1109. 実験と手料理の天秤
アベルの話では、偽物は鏡に映らないという。それは異世界の常識だと言われ、彼の話を聞くために階下に降りた。だが見つからず、代わりにアンナとすれ違う。
「アンナ、悪いんだが話を聞きたい」
「え? いいですけど。お買い物間に合わなくなるので、手短にお願いしますね」
若いのに、もう熟練の主婦のようなセリフが返ってきた。ルシファーから見たら、親鳥のフリをする卵のようで微笑ましい。リリスが「お買い物行くの?」と目を輝かせた。
「リリスが期待してるお買い物じゃないぞ。食料品のことだろう」
「そうです。夕飯を作るので」
にっこり笑ったアンナに、リリスが尊敬の眼差しを向けた。リリスが作れるのは、焼き菓子数種類とプリンのみだ。多少のアレンジは可能だが、彼女の料理は爆発率が高いため、台所を預かる料理人イフリートの許可が必要だった。
「素敵! ねえ、ルシファー。私も作りたいわ」
「……イフリートの許可が出たらな」
話を微妙なところで打ち切る。アンナの帰宅を妨げているので、こちらを先に尋ねてしまいたかった。ルシファーを見て、そわそわする兵士が数人いるが……まさかいきなり攻撃はされないだろう。魔王が魔王城の中庭で攻撃される心配をするなんてな。
「異世界の常識らしいが、本物と偽物がいる場合に偽物は鏡に映らないのか?」
「……誰に聞きました?」
問い返されてしまった。答えようとして誤魔化そうと思ってしまう。
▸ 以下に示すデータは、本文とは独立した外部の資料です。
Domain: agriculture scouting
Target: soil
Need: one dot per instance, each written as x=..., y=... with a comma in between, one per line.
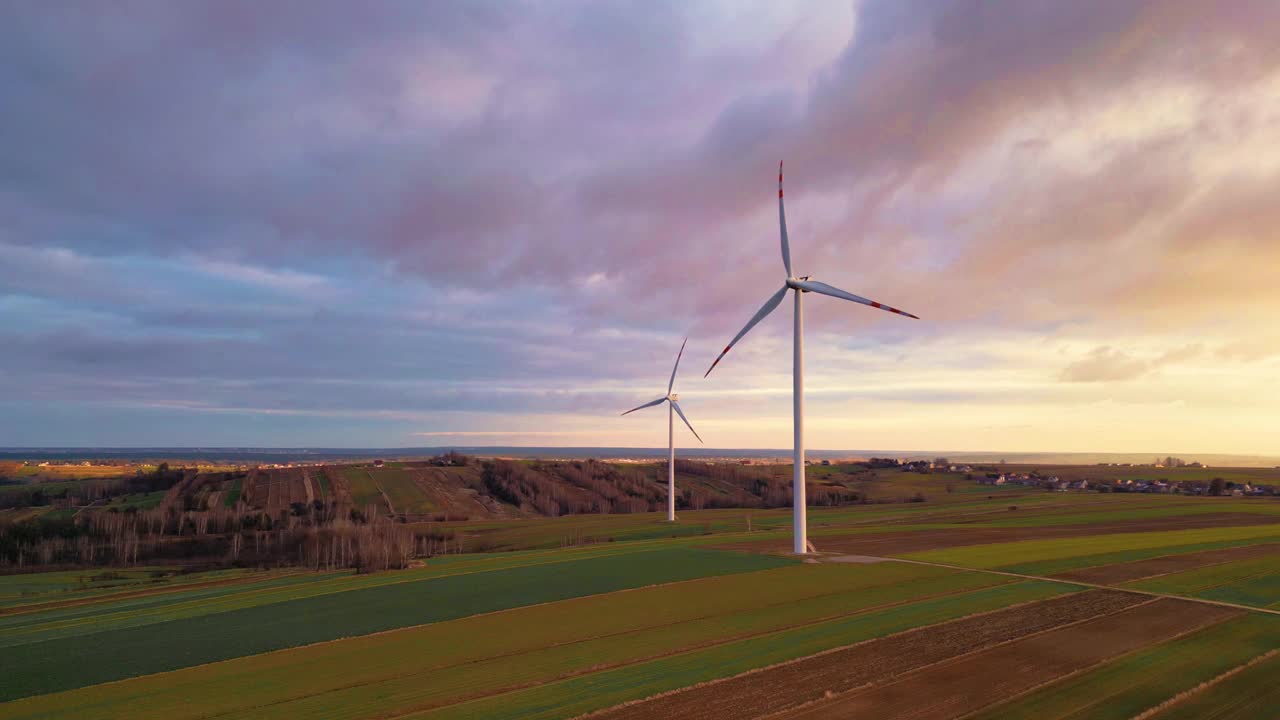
x=965, y=684
x=899, y=543
x=792, y=684
x=1136, y=570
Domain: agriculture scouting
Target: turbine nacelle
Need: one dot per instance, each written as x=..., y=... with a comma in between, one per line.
x=800, y=285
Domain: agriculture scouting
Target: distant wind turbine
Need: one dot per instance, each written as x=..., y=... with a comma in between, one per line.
x=800, y=286
x=672, y=405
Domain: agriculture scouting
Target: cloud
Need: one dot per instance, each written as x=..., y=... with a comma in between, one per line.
x=1105, y=365
x=319, y=209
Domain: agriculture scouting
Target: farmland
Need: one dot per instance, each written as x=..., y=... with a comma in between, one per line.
x=1061, y=604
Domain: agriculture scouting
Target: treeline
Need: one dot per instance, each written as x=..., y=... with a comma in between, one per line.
x=590, y=486
x=318, y=536
x=83, y=492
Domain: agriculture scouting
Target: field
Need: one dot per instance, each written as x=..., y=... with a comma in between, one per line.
x=1069, y=605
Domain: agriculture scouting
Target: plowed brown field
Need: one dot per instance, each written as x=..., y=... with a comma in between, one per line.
x=1125, y=572
x=965, y=684
x=899, y=543
x=805, y=680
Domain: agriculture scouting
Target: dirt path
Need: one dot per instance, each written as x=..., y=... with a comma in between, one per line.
x=791, y=684
x=949, y=689
x=1168, y=564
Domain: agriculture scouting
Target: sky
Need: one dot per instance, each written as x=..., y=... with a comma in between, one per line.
x=311, y=223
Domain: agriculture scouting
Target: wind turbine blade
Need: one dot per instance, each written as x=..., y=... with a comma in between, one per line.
x=823, y=288
x=782, y=226
x=659, y=401
x=672, y=383
x=769, y=305
x=679, y=411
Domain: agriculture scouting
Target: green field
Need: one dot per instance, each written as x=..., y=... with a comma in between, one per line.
x=364, y=490
x=1251, y=693
x=1019, y=554
x=1130, y=684
x=114, y=648
x=405, y=495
もしかして、アベルの知識が間違っていて……いや、逆にアンナが鏡に映らない偽物だったり? ホラーな展開が浮かんだのは、数日前に読んだ創作本のせいだろう。
「アベルだが」
「ちょっと違いますが、ほとんど合ってます。吸血鬼に適用される神話? じゃなくて御伽噺……都市伝説? うーん、そんな感じでした。向こうの世界で教会には銀製の鏡がありまして。銀を嫌う吸血鬼が触ると火傷するし、姿も映らないという話があったんです」
唸りながらも説明したアンナは、一礼して去っていった。お礼を言って見送ったルシファーは、眉を寄せる。銀製の鏡なんてあったか? いや、作れるが。それを吸血鬼……すなわちアスタロトに押し付けると火傷する?
「ルキフェル、ルキフェル!」
召喚の響きで呼んだため、ルキフェルは欠伸をしながら白衣のまま姿を見せた。水色の髪をぐしゃりと乱しながら、じとっとルシファーを睨む。
「何? くだらない話だったら……」
「銀製の鏡を作ってくれ」
そこからアンナに聞いた話を手短に繰り返すと、ルキフェルの青い瞳がキラキラ輝いた。真剣に話を聞いたあと、大きく頷く。顔を突き合わせる2人の横で、リリスは首を傾げていた。
「出来たらすぐに持っていく」
「頼んだぞ」
悪巧みをする子どものような2人は、にこやかに別れた。腕を組んだリリスは、笑顔で強請る。
「お料理がしたいわ。ルシファーに手料理を食べてもらいたいのよ」
「イフリートが、なぁ」
大事な仕事場が爆発するたびに、飛び込んでくるし。書類や予算の配分もあるから、そう何度も爆発させられると困る。そもそも、なぜ爆発するのか解明出来ていなかった。
「ルシファーを思って作った料理を、あーんで食べさせるの。番っぽいでしょ?」
「ああ、うん。そうなんだが」
煮え切らない返事に、リリスは笑顔で脅迫にかかった。
「さっきの鏡の話、アシュタに……」
「わかった! すぐにイフリートの許可を得よう。リリスの手料理、楽しみだな」
「良かった、わかってくれて」
魔王と魔王妃の恐ろしい相談は、侍従のコボルト達の耳に入っていた。だが……触らぬ魔王に祟りなし。危険を冒して吸血鬼王や魔王に逆らうこともあるまい。何かあれば、彼らが責任をとってくれるのだ。
聞かないフリ、見なかったフリで口を閉ざすのが最も賢い生き方だった。